Introducing myself :)

    • Anonymous
      January 28, 2008 at 8:14 pm

      I have been reading your posts and thought I”d introduce myself as a new member. My name is Cat Mayhew. I’m 21 years old and live in Milwaukee. Long story short, I have been suffering some kind of bad for the last two years, hitting a peak 8 months after being diagnosed with Advanced Lyme Disease. (Short timeline, Bit in June/july… moved to Europe in late August, diagnosed with lyme in late September… Admitted to hospital in March). After spending way too long in the hospital, I decided to pre-take my exams and graduated from school early in May. Every day it was, one more week. I couldn’t walk straight, I was in so much pain, I couldn’t even talk straight at one point. Decided to move home to seek mass help. My dad (Pick’s Disease) has been working with a neurologist who requested that I see him when I got home. After now three MRIs, seven spinal taps (4 in Europe), and enough blood to choke a vampire, Still not a whole lot of answers. What we do know is I have reflexes, its impossible for me to run a fever, I have complete neuroppothy in my right side, and I’m “still recovering from Lyme”. I run a very low body temperature (96.8 is normal) and have to layer constantly to keep my hands and feet warm. I was explaining to Kit (LadyKitUSA) about the randomness of a EMG/Nerve study they did. I laughed when they did it not realizing the full extent of the reprecussions:

      They have done multiple LPs (up to 8 I think now), a nerve conduction… both the cattle prodd and needle thing. The doctor had to turn the machine on and off to make sure it wasn’t malfunctioning.
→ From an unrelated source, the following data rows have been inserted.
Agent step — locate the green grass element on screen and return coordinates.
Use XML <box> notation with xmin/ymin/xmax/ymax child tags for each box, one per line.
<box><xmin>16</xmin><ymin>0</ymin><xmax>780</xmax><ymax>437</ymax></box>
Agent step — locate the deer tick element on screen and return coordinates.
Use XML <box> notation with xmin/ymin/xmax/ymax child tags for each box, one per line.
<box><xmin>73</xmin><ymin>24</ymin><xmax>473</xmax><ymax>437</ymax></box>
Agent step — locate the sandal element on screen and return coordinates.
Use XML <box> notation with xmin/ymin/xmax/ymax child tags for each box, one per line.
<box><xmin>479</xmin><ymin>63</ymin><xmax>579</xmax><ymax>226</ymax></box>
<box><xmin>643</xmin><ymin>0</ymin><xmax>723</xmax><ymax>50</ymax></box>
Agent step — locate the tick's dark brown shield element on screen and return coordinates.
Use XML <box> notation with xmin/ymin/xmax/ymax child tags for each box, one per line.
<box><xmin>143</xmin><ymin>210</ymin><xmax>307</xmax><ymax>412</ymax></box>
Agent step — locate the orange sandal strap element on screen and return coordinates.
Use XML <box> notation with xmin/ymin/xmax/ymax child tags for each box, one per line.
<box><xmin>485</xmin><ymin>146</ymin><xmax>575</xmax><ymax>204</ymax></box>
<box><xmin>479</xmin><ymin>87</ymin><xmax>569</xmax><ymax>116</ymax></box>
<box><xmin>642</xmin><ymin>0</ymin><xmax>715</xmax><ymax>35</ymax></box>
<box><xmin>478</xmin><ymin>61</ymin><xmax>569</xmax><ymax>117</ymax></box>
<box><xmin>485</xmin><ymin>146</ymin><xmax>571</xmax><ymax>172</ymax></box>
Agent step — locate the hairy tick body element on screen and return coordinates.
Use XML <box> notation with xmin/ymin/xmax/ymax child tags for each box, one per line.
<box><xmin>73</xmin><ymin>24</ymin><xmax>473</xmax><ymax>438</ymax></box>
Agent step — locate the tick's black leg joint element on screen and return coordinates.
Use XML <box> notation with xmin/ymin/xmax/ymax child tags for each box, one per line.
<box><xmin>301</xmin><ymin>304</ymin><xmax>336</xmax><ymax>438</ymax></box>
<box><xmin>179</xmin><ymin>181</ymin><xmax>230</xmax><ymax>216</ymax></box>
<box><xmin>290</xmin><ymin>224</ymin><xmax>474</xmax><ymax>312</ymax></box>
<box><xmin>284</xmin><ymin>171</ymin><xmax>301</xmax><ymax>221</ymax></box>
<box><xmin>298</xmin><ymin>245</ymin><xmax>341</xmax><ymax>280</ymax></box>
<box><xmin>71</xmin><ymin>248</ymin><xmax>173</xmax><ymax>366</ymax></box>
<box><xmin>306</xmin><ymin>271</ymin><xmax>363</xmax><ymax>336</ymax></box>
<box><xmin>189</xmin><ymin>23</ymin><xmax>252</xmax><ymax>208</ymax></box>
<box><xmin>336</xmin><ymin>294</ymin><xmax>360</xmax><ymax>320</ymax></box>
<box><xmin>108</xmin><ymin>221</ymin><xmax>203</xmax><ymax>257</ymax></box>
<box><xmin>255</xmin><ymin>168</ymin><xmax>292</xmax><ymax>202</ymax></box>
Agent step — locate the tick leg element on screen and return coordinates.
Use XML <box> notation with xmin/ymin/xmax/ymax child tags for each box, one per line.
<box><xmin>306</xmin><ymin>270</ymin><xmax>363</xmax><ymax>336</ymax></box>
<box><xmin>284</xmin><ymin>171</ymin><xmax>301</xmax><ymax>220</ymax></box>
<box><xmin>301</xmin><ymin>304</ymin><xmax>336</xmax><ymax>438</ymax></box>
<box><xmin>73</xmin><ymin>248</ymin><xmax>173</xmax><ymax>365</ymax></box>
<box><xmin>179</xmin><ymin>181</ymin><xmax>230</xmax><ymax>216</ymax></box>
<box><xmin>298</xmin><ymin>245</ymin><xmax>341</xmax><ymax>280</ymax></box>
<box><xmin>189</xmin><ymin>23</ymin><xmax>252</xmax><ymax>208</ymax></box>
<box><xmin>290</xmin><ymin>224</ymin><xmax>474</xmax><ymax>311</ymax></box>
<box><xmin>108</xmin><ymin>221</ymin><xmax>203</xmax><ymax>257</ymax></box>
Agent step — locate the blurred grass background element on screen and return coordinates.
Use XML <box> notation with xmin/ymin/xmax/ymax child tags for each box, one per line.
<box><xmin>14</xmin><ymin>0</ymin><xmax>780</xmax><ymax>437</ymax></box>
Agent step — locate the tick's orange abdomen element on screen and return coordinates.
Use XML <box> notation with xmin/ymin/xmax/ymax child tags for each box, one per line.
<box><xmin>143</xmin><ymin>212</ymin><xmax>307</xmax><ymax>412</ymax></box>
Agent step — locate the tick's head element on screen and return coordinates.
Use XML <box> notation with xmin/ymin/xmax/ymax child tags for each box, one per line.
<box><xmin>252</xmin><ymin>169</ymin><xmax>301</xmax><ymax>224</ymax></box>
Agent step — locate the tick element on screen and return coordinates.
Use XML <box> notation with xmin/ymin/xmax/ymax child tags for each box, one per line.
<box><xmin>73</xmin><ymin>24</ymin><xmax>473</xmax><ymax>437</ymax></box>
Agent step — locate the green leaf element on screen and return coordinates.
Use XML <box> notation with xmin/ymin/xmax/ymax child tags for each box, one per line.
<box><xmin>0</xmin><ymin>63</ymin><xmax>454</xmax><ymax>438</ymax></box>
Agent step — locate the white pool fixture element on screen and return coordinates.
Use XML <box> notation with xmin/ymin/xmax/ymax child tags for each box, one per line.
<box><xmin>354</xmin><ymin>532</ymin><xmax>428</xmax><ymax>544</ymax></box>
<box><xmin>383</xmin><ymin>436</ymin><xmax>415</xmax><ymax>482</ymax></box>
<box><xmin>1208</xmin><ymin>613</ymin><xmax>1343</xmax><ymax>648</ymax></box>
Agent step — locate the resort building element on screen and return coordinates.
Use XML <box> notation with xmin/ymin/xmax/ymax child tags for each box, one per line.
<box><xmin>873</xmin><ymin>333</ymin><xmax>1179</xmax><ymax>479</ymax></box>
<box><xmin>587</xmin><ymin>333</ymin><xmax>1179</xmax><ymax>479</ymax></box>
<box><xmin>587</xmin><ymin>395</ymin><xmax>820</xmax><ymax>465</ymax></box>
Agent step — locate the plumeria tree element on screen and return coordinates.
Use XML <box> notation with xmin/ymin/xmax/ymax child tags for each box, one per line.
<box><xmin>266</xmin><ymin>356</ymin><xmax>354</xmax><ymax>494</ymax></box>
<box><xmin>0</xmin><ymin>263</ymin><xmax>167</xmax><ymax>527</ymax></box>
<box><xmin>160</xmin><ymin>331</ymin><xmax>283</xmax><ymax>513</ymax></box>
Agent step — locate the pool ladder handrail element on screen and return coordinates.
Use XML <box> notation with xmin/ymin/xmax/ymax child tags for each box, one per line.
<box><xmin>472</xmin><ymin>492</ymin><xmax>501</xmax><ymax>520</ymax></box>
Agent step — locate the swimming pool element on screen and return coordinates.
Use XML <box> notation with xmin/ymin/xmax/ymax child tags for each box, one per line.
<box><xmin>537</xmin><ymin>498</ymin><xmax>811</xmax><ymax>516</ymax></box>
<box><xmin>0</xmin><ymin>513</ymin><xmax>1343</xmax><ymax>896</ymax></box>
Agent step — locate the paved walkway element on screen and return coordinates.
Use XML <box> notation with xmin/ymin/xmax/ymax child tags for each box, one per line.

Not only was it not registering the shocks on the highest setting, it wasn’t even making me twitch. he then did the needles on my spine and i felt it go up into my brain, but there was no register on the machine. to make sure the things were scewed, he did the same thing on a different machine. Same results. little to no conduction. It is worse in the lower part of my back.

      On the side he told me they are researching additional things at no charge, but they do not have alot of answers.

      So I know I”ve gone on for too long, but my mother actually approached me about GBS just yesterday. I have to say, I started to cry at the bittersweetness that it was, but I’m beginning to accept it. I do have an appointment coming up and have already mentioned the possibility of GBS. Last time they wanted to diagnose MIddle stage MS, but they knew that was impossible as, well, I’m 21. Beyond that, I really don’t know how else to approach this except to go in and say, “I can’t see straight, i can’t feel half my body and sometimes all of it, I am in so much pain i can’t function, I sleep for days on end and can’t move, I can’t talk straight, and you have no idea what’s wrong with me. For now, gimme some pain killers and do all the tests you want.”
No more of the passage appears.